Рандольф придвинулся к Джоулу на двойном кресле. Поверх пижамы на нем было надето полосатое кимоно с рукавами-крыльями, а пухловатые ноги упакованы в сандалии из тисненой кожи; ногти на ногах блестели лаком. Вблизи он распространял тонкий лимонный аромат, и безволосое лицо его выглядело немногим старше, чем лицо Джоула. Глядя прямо перед собой, он нашел руку Джоула и заплел его пальцы своими.
Эйми укоризненно захлопнула веер.
— Ты даже не поблагодарил меня, — сказала она.
— За что, моя обожаемая?
Держаться с Рандольфом за руки было как-то не совсем приятно, и от желания вонзить ногти в эту сухую горячую ладонь у Джоула сами собой напряглись пальцы; кроме того, Рандольф носил перстень, и он больно давил на суставы. Перстень женский, с дымчатым радужным опалом, схваченным острыми серебряными лапками.
— Как?

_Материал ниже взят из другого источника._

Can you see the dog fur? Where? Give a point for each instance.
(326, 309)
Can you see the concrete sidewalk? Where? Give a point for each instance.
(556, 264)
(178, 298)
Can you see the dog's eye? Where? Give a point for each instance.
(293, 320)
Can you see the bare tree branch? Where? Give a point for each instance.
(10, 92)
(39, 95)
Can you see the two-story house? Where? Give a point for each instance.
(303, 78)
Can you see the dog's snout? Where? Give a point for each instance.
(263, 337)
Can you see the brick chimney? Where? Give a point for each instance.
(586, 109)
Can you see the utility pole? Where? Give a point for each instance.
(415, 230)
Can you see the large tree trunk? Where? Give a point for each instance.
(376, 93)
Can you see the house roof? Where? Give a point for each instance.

За красивые перья, — напомнила Эйми. — Голубой сойки.
— Прелестны, — сказал Рандольф и послал ей воздушный поцелуй. Удовлетворенная, она развернула веер и стала яростно обмахиваться. Позади нее дрожали подвески лампы, и вялая сирень, сотрясаемая тяжелой музыкой пианолы, роняла на стол лепестки. Лампу поставили перед пустым камином, и казалось, что это его огонь там теплится — пепельный и зыбкий.
— Первый год к нам не пожаловал сверчок, — сказала Эйми. — Каждое лето прятался в камине и пел до осени; помнишь, Рандольф, Анджела Ли не позволяла его убить?
Джоул процитировал: «Слушай, как кричат сверчки в траве, внемли их песне звонкой».
Рандольф наклонился вперед.
— Очаровательный мальчик, маленький Джоул, милый Джоул, — прошептал он. — Постарайся быть здесь счастливым, постарайся немного меня полюбить, хорошо?
Джоул привык к похвалам, — воображаемым, родившимся у него в голове, — но, услышав из чужих уст такую безыскусную, ощутил неловкость: дразнят его, разыгрывают? Он испытующе взглянул в круглые невинные глаза и увидел свое детское лицо, сжатое как в объективах стереоскопического фотоаппарата. Потом перевел взгляд на опаловый перстень и размягченно пожалел о том, что способен был на столь низкую мысль, — вонзить ногти в ладонь Рандольфа.
— Я уже вас люблю, — сказал он.
Рандольф улыбнулся и сжал ему руку.
— Вы о чем там шепчетесь? — ревниво спросила Эйми. — Невежливость с вашей стороны. — Пианола вдруг смолкла, дрожь в подвесках прекратилась. — Можно сыграть что-нибудь еще? Ну прошу тебя, Рандольф.
— По-моему, вполне достаточно — разве что Джоул хочет еще послушать.
Джоул выдержал паузу, пробуя свою власть; затем, вспомнив горькое дневное одиночество, мстительно помотал головой.